As she aged, Zora made peace with the racial hypocrisy she saw. Yes, black people continued to speak out of both sides of their mouths, both extolling their race and putting it down. Zora solved the problem for herself by taking the view that all humans are the same. This view became a mantra for life and the only way she could make sense of the hypocrisy.
Religion and God
A thoughtful person, Zora found herself grappling with inner struggles throughout life. Religion was one of her biggest struggles. What should she believe? Her father was a preacher, and she grew up with “God in the house.” Still, she questioned the Christian tenets of the church.
Zora discovered at an early age that she could not voice her questions aloud because Papa would get angry. As a result, she kept them to herself. Why did people die? Why did preachers think sin was such an important issue? Why did religious people make “passionate declarations of love” for an unseen being?
She speaks of God often and seems to take comfort in Him, even if her beliefs aren’t like Papa’s were. She claims not to pray because prayer is a sign of weakness, but she admits that she whispered to God right before having emergency appendix surgery. When she talks about the plight of black people and proclaims that success is up to the individual, she says that this is “one of the strongest laws God ever made.” Her reference to God amidst this philosophical struggle implies that, though she is not religious in a church sense, she believes God to be in control of life’s most important events.

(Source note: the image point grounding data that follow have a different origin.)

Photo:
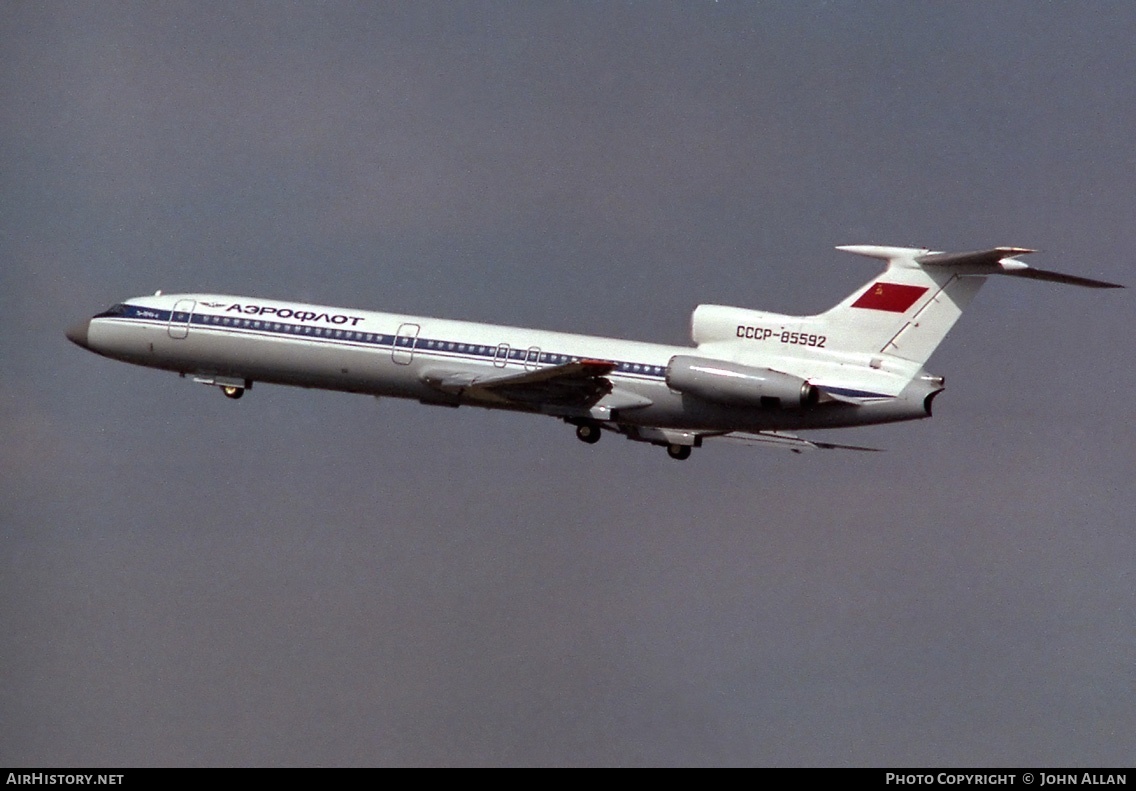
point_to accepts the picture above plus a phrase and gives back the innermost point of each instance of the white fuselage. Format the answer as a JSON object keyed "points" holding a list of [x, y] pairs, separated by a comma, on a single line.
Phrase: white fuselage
{"points": [[236, 341]]}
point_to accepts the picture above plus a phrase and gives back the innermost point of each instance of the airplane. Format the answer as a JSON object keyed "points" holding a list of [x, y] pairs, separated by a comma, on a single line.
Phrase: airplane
{"points": [[751, 375]]}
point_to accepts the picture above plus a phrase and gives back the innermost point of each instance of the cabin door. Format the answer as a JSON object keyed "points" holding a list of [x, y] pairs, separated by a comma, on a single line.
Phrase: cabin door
{"points": [[180, 318], [403, 350]]}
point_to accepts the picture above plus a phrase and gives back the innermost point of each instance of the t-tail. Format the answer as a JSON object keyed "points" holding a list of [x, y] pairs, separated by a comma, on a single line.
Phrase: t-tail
{"points": [[902, 314], [908, 310]]}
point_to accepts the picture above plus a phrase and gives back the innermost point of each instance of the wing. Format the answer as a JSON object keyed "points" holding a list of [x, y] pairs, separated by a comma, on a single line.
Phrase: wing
{"points": [[777, 439], [578, 384]]}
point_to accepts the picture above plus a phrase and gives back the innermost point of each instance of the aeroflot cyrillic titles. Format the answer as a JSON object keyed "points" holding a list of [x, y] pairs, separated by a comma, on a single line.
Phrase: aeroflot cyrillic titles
{"points": [[750, 375]]}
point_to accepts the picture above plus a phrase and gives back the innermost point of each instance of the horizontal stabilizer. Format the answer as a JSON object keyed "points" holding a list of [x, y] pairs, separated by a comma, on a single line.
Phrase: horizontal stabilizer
{"points": [[1001, 261]]}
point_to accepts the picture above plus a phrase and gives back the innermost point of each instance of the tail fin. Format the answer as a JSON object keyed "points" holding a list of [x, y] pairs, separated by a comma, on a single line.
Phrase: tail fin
{"points": [[908, 309]]}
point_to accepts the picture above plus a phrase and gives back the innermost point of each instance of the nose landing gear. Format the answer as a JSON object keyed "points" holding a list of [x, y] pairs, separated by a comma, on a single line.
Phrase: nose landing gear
{"points": [[677, 451], [589, 432]]}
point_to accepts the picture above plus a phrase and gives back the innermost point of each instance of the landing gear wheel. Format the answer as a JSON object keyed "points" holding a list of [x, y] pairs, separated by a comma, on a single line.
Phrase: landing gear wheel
{"points": [[587, 432], [678, 451]]}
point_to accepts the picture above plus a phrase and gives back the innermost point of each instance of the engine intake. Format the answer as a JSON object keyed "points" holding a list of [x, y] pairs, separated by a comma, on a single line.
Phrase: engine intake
{"points": [[740, 385]]}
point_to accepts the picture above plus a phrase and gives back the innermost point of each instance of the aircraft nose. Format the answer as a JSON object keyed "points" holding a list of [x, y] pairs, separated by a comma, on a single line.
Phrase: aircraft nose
{"points": [[76, 333]]}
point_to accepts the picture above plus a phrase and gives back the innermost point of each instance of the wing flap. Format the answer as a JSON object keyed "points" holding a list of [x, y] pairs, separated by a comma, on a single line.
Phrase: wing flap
{"points": [[581, 383], [785, 441]]}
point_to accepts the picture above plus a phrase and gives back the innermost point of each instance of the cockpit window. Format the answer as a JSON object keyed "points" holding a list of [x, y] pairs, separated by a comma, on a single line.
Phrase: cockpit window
{"points": [[119, 309]]}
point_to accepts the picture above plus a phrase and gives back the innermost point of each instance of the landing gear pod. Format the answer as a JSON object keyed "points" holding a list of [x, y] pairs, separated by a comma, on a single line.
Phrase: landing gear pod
{"points": [[740, 385]]}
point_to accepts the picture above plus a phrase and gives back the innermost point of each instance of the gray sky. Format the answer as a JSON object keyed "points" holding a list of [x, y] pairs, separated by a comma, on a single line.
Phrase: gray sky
{"points": [[318, 579]]}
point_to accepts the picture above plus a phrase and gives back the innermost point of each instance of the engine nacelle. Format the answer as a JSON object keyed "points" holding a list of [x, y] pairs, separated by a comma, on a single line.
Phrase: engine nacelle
{"points": [[740, 385]]}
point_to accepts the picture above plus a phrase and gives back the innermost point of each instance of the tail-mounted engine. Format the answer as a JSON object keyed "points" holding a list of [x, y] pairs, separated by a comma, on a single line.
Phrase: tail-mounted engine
{"points": [[740, 385]]}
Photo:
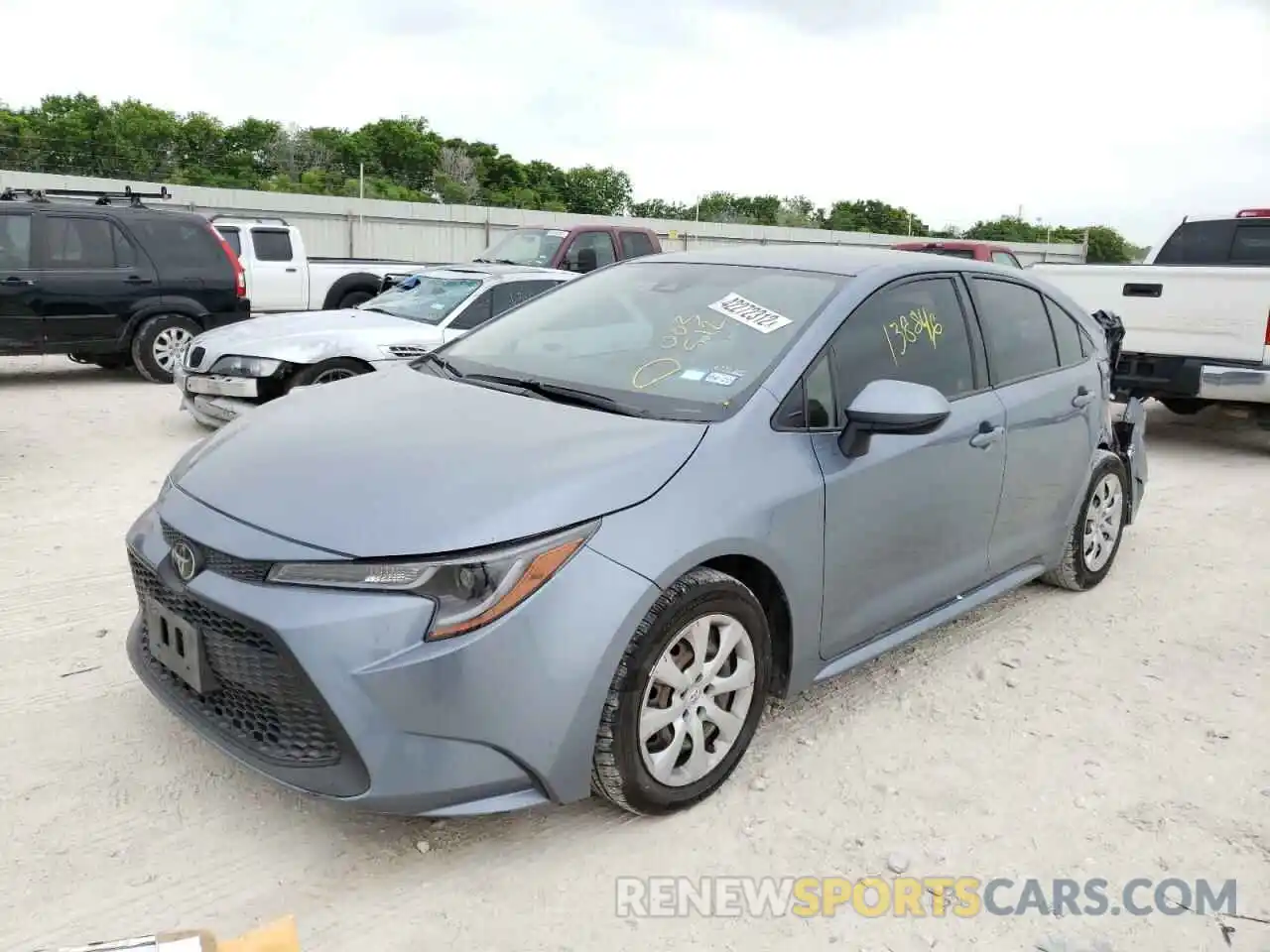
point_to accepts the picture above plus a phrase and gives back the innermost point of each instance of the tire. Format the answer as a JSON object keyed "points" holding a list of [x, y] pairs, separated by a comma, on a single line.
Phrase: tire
{"points": [[354, 298], [329, 372], [158, 341], [621, 765], [1184, 407], [1080, 569]]}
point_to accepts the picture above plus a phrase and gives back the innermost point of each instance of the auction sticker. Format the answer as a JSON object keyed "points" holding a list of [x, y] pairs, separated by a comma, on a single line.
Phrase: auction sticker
{"points": [[742, 308]]}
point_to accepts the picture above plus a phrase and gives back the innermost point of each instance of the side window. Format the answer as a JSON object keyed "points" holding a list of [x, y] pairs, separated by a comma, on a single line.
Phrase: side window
{"points": [[915, 331], [515, 293], [272, 244], [635, 244], [234, 239], [1016, 330], [476, 312], [1199, 243], [72, 244], [1251, 245], [14, 243], [589, 250], [1067, 335]]}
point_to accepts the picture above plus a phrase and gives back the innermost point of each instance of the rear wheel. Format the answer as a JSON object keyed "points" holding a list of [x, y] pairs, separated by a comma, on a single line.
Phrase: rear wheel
{"points": [[159, 343], [354, 298], [686, 698], [1095, 539], [329, 372]]}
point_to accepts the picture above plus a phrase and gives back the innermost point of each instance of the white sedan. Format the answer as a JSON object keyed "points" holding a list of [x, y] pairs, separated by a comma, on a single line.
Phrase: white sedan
{"points": [[231, 370]]}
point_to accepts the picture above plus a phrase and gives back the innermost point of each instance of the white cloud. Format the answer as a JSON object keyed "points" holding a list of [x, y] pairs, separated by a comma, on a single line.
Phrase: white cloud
{"points": [[1130, 112]]}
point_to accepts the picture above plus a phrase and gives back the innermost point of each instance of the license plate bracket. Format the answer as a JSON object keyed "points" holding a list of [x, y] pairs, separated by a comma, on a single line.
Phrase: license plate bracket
{"points": [[178, 647]]}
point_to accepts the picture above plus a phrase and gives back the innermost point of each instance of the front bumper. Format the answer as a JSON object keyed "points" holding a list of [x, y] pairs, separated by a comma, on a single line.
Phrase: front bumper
{"points": [[335, 693]]}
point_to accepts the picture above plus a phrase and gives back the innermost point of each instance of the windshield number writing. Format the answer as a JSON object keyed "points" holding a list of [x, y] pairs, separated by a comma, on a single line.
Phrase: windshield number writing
{"points": [[911, 327], [691, 333]]}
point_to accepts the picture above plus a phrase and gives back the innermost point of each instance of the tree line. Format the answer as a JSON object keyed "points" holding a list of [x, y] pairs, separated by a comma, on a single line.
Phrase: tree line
{"points": [[405, 159]]}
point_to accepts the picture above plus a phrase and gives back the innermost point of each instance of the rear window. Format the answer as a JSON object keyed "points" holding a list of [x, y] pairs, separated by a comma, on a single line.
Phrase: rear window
{"points": [[1199, 243], [234, 239], [180, 244]]}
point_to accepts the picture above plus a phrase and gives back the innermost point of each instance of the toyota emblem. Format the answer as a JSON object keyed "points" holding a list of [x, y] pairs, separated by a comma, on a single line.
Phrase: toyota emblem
{"points": [[185, 561]]}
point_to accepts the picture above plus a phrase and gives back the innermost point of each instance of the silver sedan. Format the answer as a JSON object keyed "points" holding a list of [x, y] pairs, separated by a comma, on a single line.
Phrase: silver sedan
{"points": [[230, 371]]}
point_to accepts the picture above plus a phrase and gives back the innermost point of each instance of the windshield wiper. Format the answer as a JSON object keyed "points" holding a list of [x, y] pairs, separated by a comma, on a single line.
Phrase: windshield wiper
{"points": [[440, 362], [561, 394]]}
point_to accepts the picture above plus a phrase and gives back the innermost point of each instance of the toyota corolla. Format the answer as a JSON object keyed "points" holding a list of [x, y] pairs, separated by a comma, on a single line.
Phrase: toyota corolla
{"points": [[578, 548]]}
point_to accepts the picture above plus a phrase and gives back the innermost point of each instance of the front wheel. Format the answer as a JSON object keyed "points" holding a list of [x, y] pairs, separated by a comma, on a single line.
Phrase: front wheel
{"points": [[329, 372], [1095, 539], [686, 698]]}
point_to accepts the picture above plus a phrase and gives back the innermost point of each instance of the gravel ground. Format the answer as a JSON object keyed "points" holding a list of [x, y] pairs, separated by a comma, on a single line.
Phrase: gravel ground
{"points": [[1116, 734]]}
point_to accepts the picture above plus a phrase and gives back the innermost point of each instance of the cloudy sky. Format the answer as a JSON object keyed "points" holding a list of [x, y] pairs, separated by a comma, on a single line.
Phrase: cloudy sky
{"points": [[1127, 112]]}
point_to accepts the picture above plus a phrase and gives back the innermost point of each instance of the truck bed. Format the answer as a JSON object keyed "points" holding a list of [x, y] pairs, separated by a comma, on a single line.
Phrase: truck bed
{"points": [[1211, 312]]}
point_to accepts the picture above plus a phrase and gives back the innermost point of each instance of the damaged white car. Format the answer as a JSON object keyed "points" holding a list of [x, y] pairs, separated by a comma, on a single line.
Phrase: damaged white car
{"points": [[231, 370]]}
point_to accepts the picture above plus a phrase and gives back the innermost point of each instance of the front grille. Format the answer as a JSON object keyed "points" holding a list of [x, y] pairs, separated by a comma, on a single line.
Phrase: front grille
{"points": [[220, 562], [262, 702]]}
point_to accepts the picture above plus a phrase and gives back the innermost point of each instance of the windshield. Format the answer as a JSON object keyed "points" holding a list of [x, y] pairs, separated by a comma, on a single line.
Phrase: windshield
{"points": [[530, 246], [425, 298], [677, 340]]}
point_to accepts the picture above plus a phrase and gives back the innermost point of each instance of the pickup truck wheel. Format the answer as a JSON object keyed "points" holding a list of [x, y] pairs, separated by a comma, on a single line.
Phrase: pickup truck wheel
{"points": [[329, 372], [1095, 539], [1184, 407], [159, 343]]}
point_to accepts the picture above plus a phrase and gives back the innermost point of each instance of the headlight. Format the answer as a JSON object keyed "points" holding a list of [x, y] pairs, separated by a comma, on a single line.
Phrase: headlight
{"points": [[234, 366], [470, 592]]}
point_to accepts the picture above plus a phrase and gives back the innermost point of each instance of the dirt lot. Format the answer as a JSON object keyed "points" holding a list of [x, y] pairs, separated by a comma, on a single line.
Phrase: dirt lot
{"points": [[1118, 734]]}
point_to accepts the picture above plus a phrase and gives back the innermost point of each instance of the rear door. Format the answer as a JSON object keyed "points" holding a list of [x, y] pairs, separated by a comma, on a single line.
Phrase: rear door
{"points": [[19, 324], [589, 250], [91, 277], [1051, 388], [278, 276]]}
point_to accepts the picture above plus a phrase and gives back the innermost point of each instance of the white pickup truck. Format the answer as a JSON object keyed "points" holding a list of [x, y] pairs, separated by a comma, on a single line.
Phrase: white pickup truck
{"points": [[1197, 313], [281, 277]]}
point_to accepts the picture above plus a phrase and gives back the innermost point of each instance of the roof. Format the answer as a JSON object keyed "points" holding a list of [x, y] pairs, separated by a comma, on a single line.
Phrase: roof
{"points": [[494, 271], [846, 261]]}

In the chapter titled “Religion,” Zora concedes that after a lifetime of pondering, she still finds herself searching for truth. Along her journey, she worked hard to quench her inner thirst. For example, she wrote the book Their Eyes Were Watching God, which follows the life and quests of a woman much like Zora herself. God seems to be a constant force in her life, even though she does not follow conventional religion.
When Zora talks about death at the end of the “Religion” chapter, it is evident that she has found some peace with her struggle. Zora says she is not afraid of dying because she views herself as “one with the infinite.” When it comes to her thoughts on one of life’s biggest religious questions—what happens to a person when they die—she insists that she doesn’t need the reassurance that organized religion provides.